Screen Shot 2023-03-29 at 4.02.36 PM

Hi @sama213 ,

TLDR; Qovery doesn’t support resource over-commit for reliability reasons

The best practices are not to do resource over-commitment. Obviously, it’s convenient to optimize as much as we can on resource nodes. However, you’ll get unexpected behavior, leading to long investigations, cluster reliability issues, and application stability issues. This is why we don’t provide this out of the box.

Let me give you some clear examples to understand why it’s not a good idea.

CPU over-commitment

With multiple applications with CPU over-commitment, several issues can be encountered:

  • The application autoscaler may not work as expected because it will have difficulty reaching the max limit because other applications on the same node also need CPU time. So the application autoscaler may not behave as expected.
  • Too many CPU-intensive applications on a single node without strict limits, leading to becoming unresponsive with all other applications on the same node.

Behaving like this on a complete cluster can make it complexly unstable for every application.
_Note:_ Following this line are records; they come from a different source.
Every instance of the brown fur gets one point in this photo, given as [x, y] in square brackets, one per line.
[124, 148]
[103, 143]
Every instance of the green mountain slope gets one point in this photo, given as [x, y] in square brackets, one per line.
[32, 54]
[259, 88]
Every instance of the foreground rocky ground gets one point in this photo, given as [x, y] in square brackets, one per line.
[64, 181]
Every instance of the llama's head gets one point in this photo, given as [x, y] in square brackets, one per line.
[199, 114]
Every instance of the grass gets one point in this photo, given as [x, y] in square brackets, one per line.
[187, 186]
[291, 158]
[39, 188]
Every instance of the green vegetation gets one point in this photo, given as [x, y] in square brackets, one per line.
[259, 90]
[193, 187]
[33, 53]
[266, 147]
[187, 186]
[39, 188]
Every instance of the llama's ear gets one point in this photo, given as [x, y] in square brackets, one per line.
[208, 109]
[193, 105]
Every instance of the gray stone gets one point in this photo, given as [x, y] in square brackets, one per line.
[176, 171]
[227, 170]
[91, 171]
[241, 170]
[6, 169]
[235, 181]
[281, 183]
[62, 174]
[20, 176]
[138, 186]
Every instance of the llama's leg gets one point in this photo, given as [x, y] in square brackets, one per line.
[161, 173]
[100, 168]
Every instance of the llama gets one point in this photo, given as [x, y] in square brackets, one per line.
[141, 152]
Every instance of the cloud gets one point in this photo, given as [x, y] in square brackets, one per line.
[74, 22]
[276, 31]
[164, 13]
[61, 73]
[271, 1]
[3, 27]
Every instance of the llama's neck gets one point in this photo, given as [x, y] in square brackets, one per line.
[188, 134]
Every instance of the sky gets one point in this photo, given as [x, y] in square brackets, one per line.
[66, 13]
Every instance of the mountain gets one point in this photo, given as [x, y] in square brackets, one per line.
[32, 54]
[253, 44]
It looks convenient at first but can quickly become a nightmare.

Memory over-commitment

Example:

  • 1 node, 4Gb of Memory
  • 1 high application 3Gb of memory usage: request 2Gb, limit 4Gb
  • 1 low application 512Mb memory usage: request 1Gb, limit 1Gb

Here we have:

  • Memory usage: 3Gb + 512Mb = 3.5Gb (node is 4Gb)
  • Request memory: 2Gb + 1Gb = 3Gb
  • Limit memory: 4Gb + 1Gb

The requested memory is below what the maximum node can handle so that both applications will start on this node.

The limit memory is above what the node can support. So as soon as we’re close to the limit of what the node can handle (4Gb - kernel usage - cloud provider applications - qovery applications - operating system usage), the OOM Killer (Kernel protection against node crash) will run, killing the highest application memory usage.

If your low application usage moves from 512Mb to 950Mb (which is fair because you’ve allowed it), then you’ll use more memory than the node can handle. The OOM Killer will kill the other application (highest memory usage) to reclaim memory to avoid the node crashing.

Conclusion

To conclude, your issue mainly comes from an alert you receive; you don’t observe issues with your application. So instead of trying to tune application parameters that can compromise your cluster reliability and other applications’ stability, I advise you to update the alert threshold/behavior.